No último dia 15 de outubro foi comemorado, no Brasil, o dia do/a professor/a, que foi idealizado por Antoniete de Barros, mulher negra! Mas, há o que comemorar neste contexto de pandemia provocada pelo novo coronavírus? De acordo com a professora Márcia Ângela Aguiar, do CE/UFPE, em entrevista cedida a “Notícias no Campus”, uma produção da ASCOM/UFPE, vivenciar este dia é importante para “reconhecer a dignidade inerente à profissão, pois são professores que lidam no cotidiano com a formação humana dos estudantes, ou seja, em seus processos de ensino e aprendizagem. E contribuem com a formação crítica de cidadãos que busquem a transformação da sociedade atual no sentido da justiça social” (https://www.ufpe.br/agencia/noticias-do-campus/-/asset_publisher/jOtGM8E7iwX0/content/dia-do-professor/2600613).

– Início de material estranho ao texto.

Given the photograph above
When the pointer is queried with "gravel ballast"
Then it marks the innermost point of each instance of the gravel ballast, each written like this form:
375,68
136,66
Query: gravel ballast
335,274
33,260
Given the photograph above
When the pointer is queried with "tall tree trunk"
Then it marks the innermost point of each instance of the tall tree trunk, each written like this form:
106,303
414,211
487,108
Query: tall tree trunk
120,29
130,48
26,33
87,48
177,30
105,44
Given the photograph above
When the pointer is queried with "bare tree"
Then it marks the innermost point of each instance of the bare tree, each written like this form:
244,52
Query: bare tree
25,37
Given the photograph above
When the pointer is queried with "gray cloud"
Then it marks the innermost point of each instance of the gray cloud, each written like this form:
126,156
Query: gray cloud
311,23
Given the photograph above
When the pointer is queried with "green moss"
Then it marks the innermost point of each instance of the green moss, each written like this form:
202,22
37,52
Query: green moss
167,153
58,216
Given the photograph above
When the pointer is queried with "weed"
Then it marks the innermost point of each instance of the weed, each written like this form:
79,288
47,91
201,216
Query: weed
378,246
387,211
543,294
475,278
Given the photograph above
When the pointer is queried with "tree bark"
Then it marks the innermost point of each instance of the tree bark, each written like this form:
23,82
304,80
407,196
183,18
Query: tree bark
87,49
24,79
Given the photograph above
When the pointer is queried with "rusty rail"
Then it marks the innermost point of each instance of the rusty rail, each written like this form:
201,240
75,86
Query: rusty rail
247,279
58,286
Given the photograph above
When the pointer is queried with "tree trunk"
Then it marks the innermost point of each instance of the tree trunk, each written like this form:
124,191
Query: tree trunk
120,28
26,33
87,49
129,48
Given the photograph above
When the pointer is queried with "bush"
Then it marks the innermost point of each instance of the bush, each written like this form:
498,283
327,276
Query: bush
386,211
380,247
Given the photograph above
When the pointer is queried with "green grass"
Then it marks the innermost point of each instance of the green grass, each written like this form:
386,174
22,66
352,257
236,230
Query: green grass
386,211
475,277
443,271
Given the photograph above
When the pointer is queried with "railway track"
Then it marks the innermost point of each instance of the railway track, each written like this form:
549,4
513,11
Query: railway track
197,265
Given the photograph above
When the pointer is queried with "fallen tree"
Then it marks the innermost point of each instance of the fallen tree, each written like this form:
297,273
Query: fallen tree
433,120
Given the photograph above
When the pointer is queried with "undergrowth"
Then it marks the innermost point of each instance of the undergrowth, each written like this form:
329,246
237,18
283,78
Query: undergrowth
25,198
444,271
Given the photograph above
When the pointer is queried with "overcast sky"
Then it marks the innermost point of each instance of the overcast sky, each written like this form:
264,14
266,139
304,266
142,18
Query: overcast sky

Além disso, em meio à discussão sobre o retorno às aulas presenciais, fica posta explicita ou implicitamente a relevância da atuação do/a professor/a para favorecer não apenas a construção de conhecimentos, mas para possibilitar o desenvolvimento integral de crianças, adolescentes e jovens na sociedade contemporânea. Deste modo, pode-se concluir, como afirma também a professora Márcia Ângela Aguiar, que “…o professor é insubstituível. Alguns querem reduzir o seu papel no processo formativo à suposta reinvenção e adaptação [mas] o professor transforma conscientemente a sua prática educativa à medida que a sociedade se transforma […] Talvez a principal aprendizagem (com a pandemia) tenha sido a de compreender a necessidade de existência de políticas públicas efetivas que garantam condições dignas de vida das famílias dos estudantes, bem como as condições que garantam aos profissionais, aos professores, a formação continuada, planos de carreira e salários dignos”. Portanto, talvez, a comemoração, especialmente neste contexto de pandemia, se expresse em forma de luta por uma sociedade mais justa e humana, que paute, dentre outras questões, a valorização do professor.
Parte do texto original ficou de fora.